Abstract
The article analyses and verifies the thesis of the existence of the duties of confidentiality of: the military (professional soldiers), Military Police, municipal guards, as well as officers of: ABW (Internal Security Agency), AW (Foreign Intelligence Agency), SKW (Military Counter-Intelligence Service), SWW (Military Intelligence Service), CBA (Central Anti-Corruption Bureau), State Fire Service, Prison Service and Police. The article presents: legal grounds for the duty of confidence and the obligated entities, the objective scope of the duty of confidentiality, protection period, criteria of access to restricted information and sanctions for unauthorized disclosure of restricted information. As a result of the analysis it has been established that the majority of the relevant legal acts do not provide a closed catalogue of “service duties of confidence”, so their identification will be based on an analysis of specific regulations. Apart from restricted information, most frequently access is granted to personal data, including so-called sensitive data, but also to information covered by banking or insurance secrecy. The specification by the legislator of the duty to keep “legally protected information” (and also similar terms) as a matter of fact reiterates the imperative to protect single secrets or secret that have been already named and protected. Therefore, if a given entity is not outside the catalogue of obligated entities specified earlier in the act introducing a given duty of confidentiality, the new regulation imposing that same duty thereon again should be considered as redundant.
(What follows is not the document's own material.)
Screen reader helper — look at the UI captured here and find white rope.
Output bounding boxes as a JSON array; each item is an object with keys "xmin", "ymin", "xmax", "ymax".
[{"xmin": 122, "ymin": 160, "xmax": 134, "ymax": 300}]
To the same extent it may be recognized that a “new” duty of confidentiality being a collection of “service duties of confidentiality” lacks some of the material elements needed for its establishment, that is an object of protection different from others.
The analysed statutes do not establish new named duties of confidentiality, though as a matter of fact establish the imperative to protect restricted information (including classified information of another state protected according to the principle of reciprocity under international agreements) and other – sometimes generally indicated – information or data.